/oura-data-visualiser

Grabs sleep data from the Oura API, stores it in a local database and allows you to visualise the data with Grafana

Primary LanguagePythonGNU General Public License v3.0GPL-3.0

Oura sleep data visualiser

This is a Python project that allows you to pull your data from the Oura API using a personal access token, save it to a local PostgreSQL database, then use tools like Grafana to revisualise it. Currently the data being scraped is:

  • Sleep score including score breakdown (e.g. efficiency, latency, etc)
  • Sleep durations for:
    • Total time in bed duration
    • Total sleep duration
    • REM sleep duration
    • Deep sleep duration

Although last change was made approx 3 months ago - script should be working as of this edit, October 2023.

Example of visualising your sleep data with this tool

Limitations and warnings

This tool was created for PERSONAL USE and such is not intended as a production-quality community tool. Use at your own risk. In my configuration, all necessary programs are running under a Rapsberry Pi running . The tool should work on other platforms such as MacOS, Windows, other Linux distriubtions. Support for other platforms will not be provided at this stage.

Installation

Prerequisites

Install Postgres (linux) - Other database types now supported, but not tested

Installing Postgres is recommended first. For proper documentation, follow instructions for your platform at: https://www.postgresql.org/download/ (or consider using something like brew on macOS) or General instructions:

  1. Update your package list and install postgres

    sudo apt update && sudo apt install postgresql
  2. Switch to the postgres user using

    sudo -i -u postgres
  3. Access the PostgreSQL terminal by running:

    psql
  4. Create the database you will use to host the data (by default this tool calls it 'sleepdb')

    CREATE DATABASE sleepdb;

Set up a Virtual Environment (Optional)

Setting up a virtual environment is recommended to keep the project dependencies isolated. Follow these steps to set up a virtual environment. Note on MacOS you may need to follow some of the steps described in https://stackoverflow.com/questions/34304833/failed-building-wheel-for-psycopg2-macosx-using-virtualenv-and-pip

  1. Change to the project directory:

    cd your-repository
  2. Create a virtual environment:

    python3 -m venv venv
  3. Activate the virtual environment:

    source venv/bin/activate

Install Dependencies

  1. Ensure that the virtual environment is activated (if you set up one).

  2. Install the project dependencies by running the following command:

    pip install -r requirements.txt

Configuration

  1. Open the config-template.ini file in a text editor.
  2. Fill out all configurations in the db and user sections
  3. Save the file.
  4. Set an environment variable to tell your operating system where to find this file. (Add to ~/.bashrc to not need to do this every time program is run)
export OURA_SLEEP_CONFIG_PATH="e.g. PATH/TO/YOUR/CONFIG-FILE.ini"

Set up

As long as a database exists as defined in your config file, the program will create the necessary table for you.

python3 sleep-data.py

Installing Grafana

Grafana allows your to visualise data from a range of sources. Follow their guide at: https://grafana.com/docs/grafana/latest/setup-grafana/installation/

Connecting Grafana to your Postgres database

Follow this guide for connecting grafana to your postgres server https://grafana.com/docs/grafana/latest/datasources/postgres/

Example of Query to show scores in Grafana

Create a new Visualization on your main Grafana dashboard. Set the data source to PostgreSQL. Under the 'code' query builder, you can now pull out the fields you need.

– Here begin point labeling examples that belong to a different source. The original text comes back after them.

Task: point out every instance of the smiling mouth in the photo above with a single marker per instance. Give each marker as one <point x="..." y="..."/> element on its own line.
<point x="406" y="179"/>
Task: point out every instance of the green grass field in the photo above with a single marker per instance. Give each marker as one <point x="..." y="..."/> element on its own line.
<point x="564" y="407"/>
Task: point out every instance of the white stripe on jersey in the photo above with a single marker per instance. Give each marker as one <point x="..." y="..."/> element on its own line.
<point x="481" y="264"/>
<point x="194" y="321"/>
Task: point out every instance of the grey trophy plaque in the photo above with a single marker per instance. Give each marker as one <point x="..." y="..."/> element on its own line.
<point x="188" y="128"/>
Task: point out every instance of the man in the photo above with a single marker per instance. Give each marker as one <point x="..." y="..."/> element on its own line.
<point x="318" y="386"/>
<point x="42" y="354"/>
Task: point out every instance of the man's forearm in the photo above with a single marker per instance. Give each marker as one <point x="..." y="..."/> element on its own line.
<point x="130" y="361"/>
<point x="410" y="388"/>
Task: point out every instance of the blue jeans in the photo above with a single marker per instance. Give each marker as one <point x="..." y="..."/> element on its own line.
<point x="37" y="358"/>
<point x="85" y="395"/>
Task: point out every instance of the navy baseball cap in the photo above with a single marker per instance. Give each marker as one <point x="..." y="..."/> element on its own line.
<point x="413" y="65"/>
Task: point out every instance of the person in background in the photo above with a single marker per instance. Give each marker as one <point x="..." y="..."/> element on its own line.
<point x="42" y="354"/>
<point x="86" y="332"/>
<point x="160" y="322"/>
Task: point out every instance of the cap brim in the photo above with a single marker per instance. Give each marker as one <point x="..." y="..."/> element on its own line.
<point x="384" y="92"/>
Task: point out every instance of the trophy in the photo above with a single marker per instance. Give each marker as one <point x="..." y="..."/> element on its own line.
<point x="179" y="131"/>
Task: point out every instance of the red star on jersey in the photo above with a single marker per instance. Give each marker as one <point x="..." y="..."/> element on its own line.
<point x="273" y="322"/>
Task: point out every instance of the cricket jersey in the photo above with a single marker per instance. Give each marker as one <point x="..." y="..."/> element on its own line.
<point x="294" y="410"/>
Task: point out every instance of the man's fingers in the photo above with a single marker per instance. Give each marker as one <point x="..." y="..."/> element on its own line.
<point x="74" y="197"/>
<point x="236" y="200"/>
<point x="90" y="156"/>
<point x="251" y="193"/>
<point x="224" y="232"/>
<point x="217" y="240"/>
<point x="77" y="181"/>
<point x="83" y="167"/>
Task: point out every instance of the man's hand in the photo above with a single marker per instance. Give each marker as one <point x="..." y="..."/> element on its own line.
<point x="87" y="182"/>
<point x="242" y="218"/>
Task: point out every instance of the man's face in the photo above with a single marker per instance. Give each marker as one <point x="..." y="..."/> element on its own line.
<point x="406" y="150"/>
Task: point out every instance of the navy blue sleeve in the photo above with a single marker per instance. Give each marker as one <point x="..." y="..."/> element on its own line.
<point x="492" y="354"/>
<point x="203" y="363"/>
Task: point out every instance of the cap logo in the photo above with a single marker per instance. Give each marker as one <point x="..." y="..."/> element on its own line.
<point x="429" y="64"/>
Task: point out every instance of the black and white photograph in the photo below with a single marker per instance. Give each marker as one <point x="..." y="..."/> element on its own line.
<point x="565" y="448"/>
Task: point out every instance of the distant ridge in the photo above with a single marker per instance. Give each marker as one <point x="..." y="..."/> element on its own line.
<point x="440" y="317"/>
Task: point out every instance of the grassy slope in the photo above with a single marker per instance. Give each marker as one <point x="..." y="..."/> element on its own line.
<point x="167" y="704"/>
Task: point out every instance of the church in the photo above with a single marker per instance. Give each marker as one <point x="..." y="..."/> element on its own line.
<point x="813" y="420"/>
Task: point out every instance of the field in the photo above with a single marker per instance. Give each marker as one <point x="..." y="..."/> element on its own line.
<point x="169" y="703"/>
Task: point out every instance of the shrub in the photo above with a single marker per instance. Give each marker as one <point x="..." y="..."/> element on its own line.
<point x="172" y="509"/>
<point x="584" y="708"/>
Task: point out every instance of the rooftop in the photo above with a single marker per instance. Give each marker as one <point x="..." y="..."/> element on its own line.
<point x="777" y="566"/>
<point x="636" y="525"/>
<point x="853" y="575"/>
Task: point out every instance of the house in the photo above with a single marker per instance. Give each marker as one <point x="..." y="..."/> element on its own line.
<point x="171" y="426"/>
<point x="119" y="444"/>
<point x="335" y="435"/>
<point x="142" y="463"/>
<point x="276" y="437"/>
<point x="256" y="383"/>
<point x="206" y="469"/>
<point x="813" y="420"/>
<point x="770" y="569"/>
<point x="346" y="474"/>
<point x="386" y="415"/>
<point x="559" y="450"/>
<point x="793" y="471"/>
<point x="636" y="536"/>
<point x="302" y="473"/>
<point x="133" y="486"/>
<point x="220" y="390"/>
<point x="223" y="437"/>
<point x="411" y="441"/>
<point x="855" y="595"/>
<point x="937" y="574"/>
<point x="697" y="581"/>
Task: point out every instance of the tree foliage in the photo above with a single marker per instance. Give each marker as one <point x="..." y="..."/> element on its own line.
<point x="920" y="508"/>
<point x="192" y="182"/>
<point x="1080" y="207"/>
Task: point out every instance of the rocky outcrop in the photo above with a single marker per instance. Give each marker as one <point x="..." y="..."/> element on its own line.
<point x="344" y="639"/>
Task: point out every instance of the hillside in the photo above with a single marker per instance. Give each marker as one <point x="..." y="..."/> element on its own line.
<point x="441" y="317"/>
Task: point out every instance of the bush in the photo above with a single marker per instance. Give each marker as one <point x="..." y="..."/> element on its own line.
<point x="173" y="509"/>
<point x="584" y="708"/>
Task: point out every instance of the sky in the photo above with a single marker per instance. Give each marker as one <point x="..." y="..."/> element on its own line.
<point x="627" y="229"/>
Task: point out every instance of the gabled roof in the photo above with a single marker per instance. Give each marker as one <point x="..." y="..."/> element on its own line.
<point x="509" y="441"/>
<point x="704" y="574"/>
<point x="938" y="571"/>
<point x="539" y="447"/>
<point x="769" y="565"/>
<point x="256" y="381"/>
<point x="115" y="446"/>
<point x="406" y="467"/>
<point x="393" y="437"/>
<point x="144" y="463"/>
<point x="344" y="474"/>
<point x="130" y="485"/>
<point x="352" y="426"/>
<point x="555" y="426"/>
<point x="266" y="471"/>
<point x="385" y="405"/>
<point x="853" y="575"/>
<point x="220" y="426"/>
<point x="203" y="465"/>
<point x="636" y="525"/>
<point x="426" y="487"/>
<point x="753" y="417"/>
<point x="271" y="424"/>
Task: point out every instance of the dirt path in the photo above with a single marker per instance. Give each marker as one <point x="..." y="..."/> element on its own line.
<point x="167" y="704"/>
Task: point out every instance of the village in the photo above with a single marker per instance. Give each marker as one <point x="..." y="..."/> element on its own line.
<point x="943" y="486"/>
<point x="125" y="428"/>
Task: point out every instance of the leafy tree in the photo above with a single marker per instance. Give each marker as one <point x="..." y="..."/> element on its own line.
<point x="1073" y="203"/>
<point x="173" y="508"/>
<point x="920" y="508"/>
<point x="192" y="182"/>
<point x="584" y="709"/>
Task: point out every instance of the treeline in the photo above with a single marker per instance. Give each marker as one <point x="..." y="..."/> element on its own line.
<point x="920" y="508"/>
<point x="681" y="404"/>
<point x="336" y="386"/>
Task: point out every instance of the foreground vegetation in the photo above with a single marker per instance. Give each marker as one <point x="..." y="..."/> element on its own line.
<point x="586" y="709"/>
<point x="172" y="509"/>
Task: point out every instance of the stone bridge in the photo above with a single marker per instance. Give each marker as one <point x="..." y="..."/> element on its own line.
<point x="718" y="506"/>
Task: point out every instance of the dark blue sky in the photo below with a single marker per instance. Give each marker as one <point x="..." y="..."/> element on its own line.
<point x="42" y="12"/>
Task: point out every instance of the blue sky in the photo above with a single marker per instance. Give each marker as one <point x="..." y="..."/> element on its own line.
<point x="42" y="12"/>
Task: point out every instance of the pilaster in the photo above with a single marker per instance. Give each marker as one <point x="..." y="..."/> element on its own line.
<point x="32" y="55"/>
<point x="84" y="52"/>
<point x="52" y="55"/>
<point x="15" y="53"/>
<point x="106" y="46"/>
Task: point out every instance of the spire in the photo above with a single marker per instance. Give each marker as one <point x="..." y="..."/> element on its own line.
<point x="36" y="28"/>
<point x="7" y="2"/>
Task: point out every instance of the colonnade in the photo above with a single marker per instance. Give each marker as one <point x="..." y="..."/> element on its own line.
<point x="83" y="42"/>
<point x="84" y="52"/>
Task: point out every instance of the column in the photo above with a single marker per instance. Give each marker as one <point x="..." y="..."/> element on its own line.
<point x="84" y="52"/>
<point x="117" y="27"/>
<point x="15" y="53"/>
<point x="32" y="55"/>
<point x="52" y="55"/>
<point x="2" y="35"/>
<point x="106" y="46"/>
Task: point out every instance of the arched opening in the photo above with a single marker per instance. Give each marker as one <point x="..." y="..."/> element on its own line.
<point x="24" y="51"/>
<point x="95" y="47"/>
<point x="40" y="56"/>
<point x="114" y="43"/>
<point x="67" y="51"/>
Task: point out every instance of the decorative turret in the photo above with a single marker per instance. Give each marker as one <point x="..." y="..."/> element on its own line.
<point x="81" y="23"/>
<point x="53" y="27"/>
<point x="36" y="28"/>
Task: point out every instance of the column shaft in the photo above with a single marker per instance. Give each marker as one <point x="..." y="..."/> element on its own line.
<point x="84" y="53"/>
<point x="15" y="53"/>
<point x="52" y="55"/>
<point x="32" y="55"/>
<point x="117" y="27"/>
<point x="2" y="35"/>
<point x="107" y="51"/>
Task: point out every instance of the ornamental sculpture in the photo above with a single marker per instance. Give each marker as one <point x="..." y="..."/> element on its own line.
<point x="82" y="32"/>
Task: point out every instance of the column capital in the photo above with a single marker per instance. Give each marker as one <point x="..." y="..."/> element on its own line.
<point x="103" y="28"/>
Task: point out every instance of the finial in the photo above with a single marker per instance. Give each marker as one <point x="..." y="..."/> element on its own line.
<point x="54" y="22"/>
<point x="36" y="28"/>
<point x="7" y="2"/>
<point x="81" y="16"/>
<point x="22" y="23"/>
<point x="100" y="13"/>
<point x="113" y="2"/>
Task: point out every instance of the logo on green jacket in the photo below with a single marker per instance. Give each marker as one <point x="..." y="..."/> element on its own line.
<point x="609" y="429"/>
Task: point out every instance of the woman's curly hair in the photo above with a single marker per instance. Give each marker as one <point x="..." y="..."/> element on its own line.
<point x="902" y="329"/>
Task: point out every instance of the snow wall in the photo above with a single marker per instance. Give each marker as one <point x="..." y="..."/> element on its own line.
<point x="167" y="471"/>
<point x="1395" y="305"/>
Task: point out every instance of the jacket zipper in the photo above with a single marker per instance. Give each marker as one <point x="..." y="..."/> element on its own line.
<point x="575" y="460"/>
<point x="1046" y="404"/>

SELECT score as "Sleep Score", date FROM sleep_sessions WHERE $__timeFilter(date)

Usage

  1. Ensure that you have followed setup instructions (above)
  2. Run the Python script by executing the following command:
python3 sleep-data.py

Major changes released 19/7/23

  1. Migrated from psycopg2 to sqlalchemy to allow for more generic db handling
  2. Added support for pulling in sleep durations
  3. Various code refactoring and readability improvements

Setting up the script to run automatically

You can use a tool like cron to run the script every day.

Upcoming improvements

  • Add installation shell script to speed up installation.
  • Look at Docker container version of tool.
  • Pull in more information from Oura. At the moment only sleep data is pulled.

Known issues

  • checkConfig() fails if no password is set, which is a valid configuration on postgres.